日本公認会計士協会(JICPA)は、財務諸表監査の際に監査人がITに関するリスクについて注意すべき事例をまとめたQ&A形式の文書を公開した。財務諸表監査の際のシステム監査と情報セキュリティ監査の違いや、ERP(統合基幹業務システム)パッケージ利用時のリスク評価方法の例など、35のQ&Aで構成する。監査時の注意点を把握できるので、財務諸表監査と併せて実施するJ-SOX(内部統制報告制度)の監査を受ける側にも参考になる。JICPAのWebページから無償で入手できる。
文書の名称は、IT委員会研究報告第42号「IT委員会実務指針第6号『ITを利用した情報システムに関する重要な虚偽表示リスクの識別と評価及び評価したリスクに対応する監査人の手続について』に関するQ&A」。企業の情報システムについて監査人がその環境を把握する手順や、システムの開発・運用体制に関する統制であるIT全般統制に不備があった場合の対処などの例をQ&A形式で説明している。
企業のシステム環境の把握に関しては、「入力データの承認が、電子承認で実施されている場合の監査上の留意点は何か」「販売アプリケーションと会計アプリケーションのインタフェースの有効性をどう検証するか」といった16のQ&Aを記載。IT全般統制では、「1人でシステム管理を担当しており、開発担当者と保守・運用担当者の職務を分離していない場合に想定されるリスクの評価および対応例は」といった七つのQ&Aを用意している。スプレッドシートやアウトソーシングに関するQ&Aもある。
IT委員会研究報告第42号は、JICPAが2011年12月22日に公表したIT委員会実務指針第6号「ITを利用した情報システムに関する重要な虚偽表示リスクの識別と評価及び評価したリスクに対応する監査人の手続について」を補完する位置付けの文書だ。
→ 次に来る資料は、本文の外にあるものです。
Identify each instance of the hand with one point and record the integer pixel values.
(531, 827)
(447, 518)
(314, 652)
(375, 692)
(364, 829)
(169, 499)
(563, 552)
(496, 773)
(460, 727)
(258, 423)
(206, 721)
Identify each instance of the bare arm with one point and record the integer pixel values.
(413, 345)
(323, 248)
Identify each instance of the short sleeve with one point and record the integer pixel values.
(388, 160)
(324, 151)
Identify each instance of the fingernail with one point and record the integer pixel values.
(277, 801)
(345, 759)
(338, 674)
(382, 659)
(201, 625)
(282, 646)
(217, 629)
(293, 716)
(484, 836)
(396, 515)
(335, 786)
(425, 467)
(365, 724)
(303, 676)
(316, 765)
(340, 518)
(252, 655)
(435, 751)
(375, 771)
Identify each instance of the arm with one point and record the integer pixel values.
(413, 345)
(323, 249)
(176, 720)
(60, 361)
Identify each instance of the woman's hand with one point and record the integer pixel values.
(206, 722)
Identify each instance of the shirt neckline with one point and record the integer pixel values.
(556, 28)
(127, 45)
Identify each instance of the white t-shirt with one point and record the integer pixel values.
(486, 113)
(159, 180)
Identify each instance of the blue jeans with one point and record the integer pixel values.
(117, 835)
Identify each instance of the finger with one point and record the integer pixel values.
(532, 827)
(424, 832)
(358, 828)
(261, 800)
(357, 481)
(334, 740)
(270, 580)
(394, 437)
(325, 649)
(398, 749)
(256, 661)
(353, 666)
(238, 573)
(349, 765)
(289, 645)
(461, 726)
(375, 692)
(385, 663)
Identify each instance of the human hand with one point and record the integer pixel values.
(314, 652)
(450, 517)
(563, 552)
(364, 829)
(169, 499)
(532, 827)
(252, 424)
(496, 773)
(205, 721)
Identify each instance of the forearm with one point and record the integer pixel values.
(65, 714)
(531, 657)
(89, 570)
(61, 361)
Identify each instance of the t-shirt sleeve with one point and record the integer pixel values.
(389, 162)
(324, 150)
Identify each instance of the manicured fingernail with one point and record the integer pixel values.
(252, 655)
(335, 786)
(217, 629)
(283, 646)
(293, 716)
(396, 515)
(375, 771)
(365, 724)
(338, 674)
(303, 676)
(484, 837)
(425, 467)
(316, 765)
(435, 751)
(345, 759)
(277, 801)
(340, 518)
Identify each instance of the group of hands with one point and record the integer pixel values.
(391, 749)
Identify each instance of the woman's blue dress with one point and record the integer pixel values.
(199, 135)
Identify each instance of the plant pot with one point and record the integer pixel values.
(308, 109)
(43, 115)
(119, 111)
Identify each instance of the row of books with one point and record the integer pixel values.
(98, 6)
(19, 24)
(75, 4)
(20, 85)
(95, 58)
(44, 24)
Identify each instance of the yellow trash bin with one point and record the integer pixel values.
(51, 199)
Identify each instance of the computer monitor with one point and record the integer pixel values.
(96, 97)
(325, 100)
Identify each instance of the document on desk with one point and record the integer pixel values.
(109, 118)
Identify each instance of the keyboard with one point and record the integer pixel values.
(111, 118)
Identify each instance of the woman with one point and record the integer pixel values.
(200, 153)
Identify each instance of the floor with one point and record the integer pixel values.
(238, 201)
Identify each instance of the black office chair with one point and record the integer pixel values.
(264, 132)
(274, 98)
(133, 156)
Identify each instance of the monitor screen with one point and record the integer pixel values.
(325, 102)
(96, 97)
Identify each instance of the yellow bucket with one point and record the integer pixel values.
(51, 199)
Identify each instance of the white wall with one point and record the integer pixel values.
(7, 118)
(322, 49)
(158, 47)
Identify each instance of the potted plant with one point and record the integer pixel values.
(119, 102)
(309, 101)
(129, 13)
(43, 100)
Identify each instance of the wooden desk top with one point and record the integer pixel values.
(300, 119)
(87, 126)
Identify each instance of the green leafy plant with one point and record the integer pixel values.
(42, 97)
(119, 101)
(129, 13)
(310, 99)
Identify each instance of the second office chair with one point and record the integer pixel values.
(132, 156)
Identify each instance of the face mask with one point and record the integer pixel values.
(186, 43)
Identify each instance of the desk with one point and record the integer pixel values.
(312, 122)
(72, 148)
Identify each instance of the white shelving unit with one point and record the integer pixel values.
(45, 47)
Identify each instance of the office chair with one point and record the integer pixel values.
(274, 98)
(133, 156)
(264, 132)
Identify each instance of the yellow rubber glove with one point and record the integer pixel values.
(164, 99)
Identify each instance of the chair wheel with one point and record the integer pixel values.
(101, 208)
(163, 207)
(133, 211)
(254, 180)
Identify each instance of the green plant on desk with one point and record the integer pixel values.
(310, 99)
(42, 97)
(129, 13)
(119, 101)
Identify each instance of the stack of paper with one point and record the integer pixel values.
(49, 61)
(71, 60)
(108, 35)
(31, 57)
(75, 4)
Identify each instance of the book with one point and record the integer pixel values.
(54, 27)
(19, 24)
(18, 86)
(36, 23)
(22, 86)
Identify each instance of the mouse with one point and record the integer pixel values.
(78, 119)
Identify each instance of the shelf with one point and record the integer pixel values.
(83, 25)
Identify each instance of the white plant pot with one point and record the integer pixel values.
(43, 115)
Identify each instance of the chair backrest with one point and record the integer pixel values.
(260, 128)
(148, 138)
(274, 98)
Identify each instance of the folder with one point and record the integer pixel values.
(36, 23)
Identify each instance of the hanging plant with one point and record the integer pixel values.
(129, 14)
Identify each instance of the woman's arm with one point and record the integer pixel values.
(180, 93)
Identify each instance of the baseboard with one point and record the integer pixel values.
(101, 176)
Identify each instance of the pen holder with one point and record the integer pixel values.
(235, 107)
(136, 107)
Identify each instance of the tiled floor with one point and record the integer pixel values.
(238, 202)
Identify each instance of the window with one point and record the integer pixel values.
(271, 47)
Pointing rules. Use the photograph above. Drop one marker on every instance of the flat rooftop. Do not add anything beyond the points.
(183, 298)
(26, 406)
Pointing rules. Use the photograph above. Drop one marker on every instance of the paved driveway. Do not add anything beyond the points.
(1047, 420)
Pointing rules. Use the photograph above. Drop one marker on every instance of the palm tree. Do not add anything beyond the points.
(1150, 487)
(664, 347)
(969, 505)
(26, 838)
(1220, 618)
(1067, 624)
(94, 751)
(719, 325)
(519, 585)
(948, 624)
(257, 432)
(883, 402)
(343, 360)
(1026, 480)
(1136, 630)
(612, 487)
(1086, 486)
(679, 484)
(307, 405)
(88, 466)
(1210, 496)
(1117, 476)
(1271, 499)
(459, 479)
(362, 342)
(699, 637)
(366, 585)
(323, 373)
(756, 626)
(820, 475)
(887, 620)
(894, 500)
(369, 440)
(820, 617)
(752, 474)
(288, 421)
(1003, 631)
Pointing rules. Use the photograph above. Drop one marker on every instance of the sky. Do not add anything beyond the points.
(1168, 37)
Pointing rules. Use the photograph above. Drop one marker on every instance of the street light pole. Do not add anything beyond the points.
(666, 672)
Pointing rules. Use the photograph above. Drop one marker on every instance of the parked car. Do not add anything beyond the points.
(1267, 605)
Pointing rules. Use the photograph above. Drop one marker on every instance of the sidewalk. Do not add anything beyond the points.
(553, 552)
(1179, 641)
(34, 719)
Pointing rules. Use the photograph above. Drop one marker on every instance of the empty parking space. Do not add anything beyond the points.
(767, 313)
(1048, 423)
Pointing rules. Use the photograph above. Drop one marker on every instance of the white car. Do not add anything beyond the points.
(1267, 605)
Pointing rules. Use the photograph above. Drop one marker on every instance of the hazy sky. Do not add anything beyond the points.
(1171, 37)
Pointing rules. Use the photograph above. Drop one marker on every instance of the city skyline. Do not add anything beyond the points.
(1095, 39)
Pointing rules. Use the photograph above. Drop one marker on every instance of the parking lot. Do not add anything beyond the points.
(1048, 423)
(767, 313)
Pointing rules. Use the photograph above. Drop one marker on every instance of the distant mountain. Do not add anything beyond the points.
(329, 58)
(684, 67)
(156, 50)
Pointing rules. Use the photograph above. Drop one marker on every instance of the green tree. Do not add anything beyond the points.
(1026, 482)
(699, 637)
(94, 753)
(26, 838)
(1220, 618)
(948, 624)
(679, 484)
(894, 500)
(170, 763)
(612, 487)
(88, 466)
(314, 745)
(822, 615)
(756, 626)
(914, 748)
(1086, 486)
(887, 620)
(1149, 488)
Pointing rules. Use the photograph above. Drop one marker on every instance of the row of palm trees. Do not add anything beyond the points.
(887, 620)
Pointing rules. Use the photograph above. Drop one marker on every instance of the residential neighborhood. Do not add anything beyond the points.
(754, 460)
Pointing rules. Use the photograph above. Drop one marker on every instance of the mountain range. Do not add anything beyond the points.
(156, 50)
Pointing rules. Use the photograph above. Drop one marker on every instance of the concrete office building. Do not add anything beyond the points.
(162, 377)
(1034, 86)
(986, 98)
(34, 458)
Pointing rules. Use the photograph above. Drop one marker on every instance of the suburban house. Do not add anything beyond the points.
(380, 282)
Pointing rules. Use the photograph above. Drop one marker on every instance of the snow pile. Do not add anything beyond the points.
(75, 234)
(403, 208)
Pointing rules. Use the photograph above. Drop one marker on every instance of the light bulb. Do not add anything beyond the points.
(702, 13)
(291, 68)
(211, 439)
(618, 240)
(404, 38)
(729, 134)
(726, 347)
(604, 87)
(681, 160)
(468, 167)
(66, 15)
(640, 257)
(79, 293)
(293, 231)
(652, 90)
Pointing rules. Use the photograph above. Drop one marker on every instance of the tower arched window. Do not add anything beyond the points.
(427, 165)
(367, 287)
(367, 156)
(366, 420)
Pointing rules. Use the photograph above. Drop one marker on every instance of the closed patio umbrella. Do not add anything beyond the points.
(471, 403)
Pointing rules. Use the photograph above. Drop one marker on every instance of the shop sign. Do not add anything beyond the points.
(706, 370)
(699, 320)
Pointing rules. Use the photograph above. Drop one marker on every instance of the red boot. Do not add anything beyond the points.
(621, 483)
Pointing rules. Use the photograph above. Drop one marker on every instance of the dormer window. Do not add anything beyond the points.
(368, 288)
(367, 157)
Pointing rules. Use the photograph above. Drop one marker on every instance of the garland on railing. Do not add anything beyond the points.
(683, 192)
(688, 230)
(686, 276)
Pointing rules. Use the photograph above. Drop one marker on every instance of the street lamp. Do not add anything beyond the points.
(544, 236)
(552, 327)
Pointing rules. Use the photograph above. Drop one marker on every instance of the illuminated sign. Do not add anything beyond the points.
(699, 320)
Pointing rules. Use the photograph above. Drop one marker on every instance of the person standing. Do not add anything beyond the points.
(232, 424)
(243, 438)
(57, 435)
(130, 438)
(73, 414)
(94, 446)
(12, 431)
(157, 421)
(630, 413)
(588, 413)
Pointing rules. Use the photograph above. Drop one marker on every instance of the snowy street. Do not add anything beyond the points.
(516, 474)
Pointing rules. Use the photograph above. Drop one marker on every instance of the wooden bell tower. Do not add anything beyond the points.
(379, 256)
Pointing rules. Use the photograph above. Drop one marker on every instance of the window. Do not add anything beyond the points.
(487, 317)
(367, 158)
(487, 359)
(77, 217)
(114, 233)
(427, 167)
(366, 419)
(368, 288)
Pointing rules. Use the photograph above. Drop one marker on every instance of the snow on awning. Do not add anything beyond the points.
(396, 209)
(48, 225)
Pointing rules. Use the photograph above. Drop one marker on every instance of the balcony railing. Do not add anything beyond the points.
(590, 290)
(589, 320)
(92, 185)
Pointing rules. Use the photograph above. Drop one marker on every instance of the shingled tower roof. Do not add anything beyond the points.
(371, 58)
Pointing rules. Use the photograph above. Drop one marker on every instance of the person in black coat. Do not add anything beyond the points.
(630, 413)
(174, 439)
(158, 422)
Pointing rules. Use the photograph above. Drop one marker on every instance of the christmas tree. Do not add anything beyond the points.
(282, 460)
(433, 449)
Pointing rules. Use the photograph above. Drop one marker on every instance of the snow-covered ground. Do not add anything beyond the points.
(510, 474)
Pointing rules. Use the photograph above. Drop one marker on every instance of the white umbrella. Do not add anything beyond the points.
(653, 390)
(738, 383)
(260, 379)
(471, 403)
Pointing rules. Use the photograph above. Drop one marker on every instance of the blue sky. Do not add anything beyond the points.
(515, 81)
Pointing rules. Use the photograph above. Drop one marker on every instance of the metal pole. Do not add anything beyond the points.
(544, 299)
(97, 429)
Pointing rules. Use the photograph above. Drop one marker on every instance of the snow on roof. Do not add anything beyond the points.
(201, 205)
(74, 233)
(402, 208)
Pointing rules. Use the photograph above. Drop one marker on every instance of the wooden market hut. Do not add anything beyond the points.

IT委員会実務指針第6号は、財務諸表監査時の情報システムを利用している企業のリスク評価の考え方を示している。IT委員会実務指針第6号もJICPAのWebページから無償で入手できる。
JICPAは、監査基準委員会の新起草方針に基づく最終報告書の公表に合わせて関連文書を改定している最中だ。IT委員会研究報告第42号の公表に伴い、IT委員会研究報告第31号「IT委員会報告第3号「財務諸表監査における情報技術(IT)を利用した情報システムに関する重要な虚偽表示リスクの評価および評価したリスクに対応する監査人の手続について」Q&A」を廃止した。IT委員会研究報告第31号はJ-SOX対応において、企業の情報システム部門の参考書といわれた文書である(関連記事:「開発と運用の担当者が同じ場合、内部統制をどう評価するか」、公認会計士協会がQ&A追加)。
同様に、IT委員会実務指針第6号の公表によって、IT委員会報告第3号「財務諸表監査における情報技術(IT)を利用した情報システムに関する重要な虚偽表示リスクの評価及び評価したリスクに対応する監査人の手続について」が廃止になった。